Assim, depreende-se facilmente a falácia do conceito da reitora de “diálogo” e “convivência social pacífica”.
Não seria a reitora, bem como o grupo do Conselho Universitário que legitima suas medidas por meio de “resoluções”, o pivô da violência e da violação -das instituições, da democracia e da política-, ao se esconder em área militarizada e militarizando o campus para não se abrir ao debate?

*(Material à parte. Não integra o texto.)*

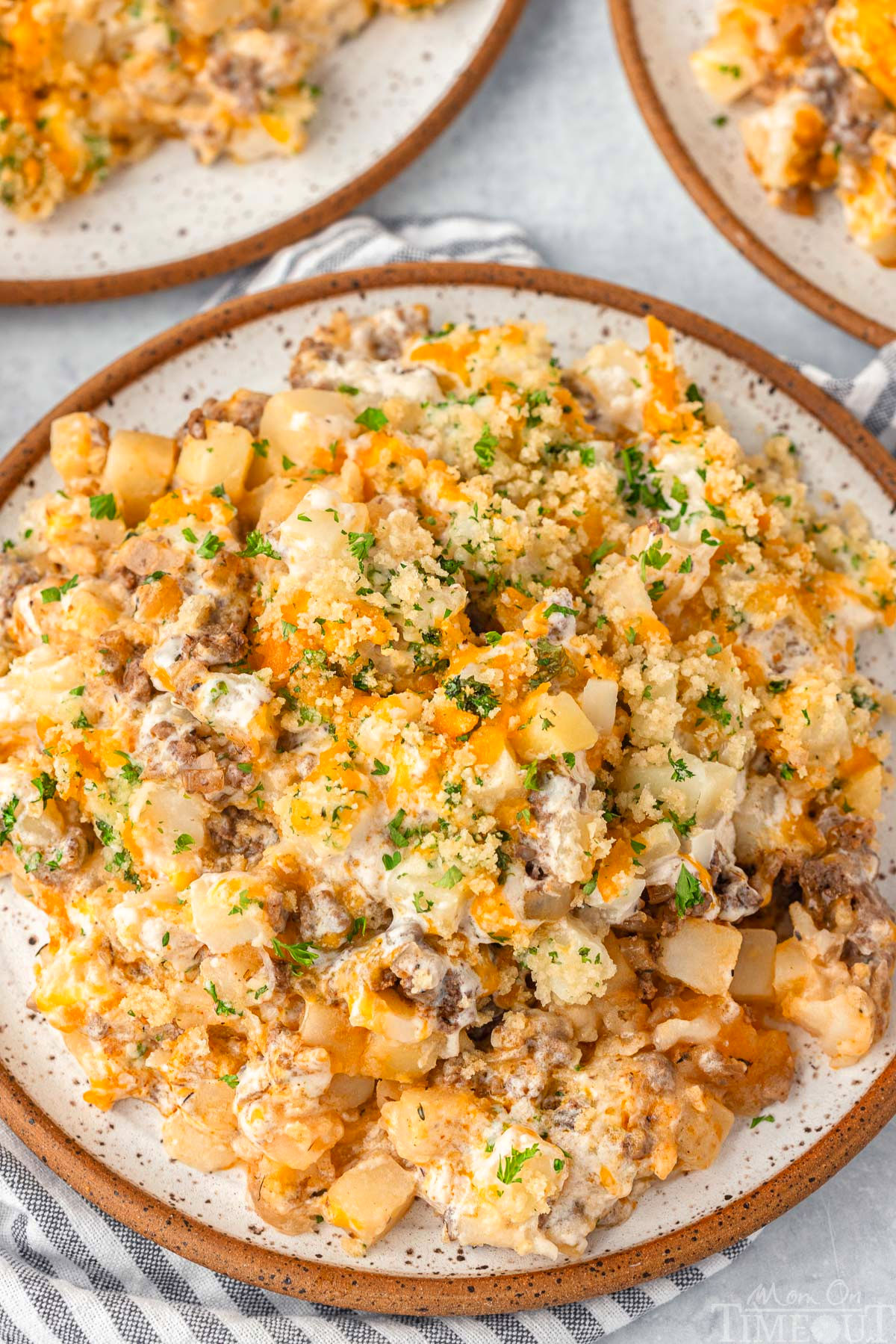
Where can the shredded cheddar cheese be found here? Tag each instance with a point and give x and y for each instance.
(827, 74)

Como a reitora, com a conivência da maior parte do Conselho Universitário, orquestra votação de temas fundamentais impedindo a presença da representação estudantil?
O atual clima de horror é incompatível com as funções de reflexão crítica e produção científica independente. A USP deveria ser o espaço do diálogo efetivo, e é ele que deve mediar os legítimos conflitos políticos.
Se a democracia está travada e a violência parte da reitoria, ao se furtar ao debate e recorrer à repressão policial, fica claro que Suely Vilela não possui condições nem competência de se manter no cargo e que a atual estrutura de poder tem de ser radicalmente transformada.

CAIO VASCONCELLOS, 27, e ILAN LAPYDA, 25, formados em ciências sociais, são mestrandos em sociologia na USP e coordenadores da Associação de Pós-Graduandos da USP-Capital, que ratifica este texto.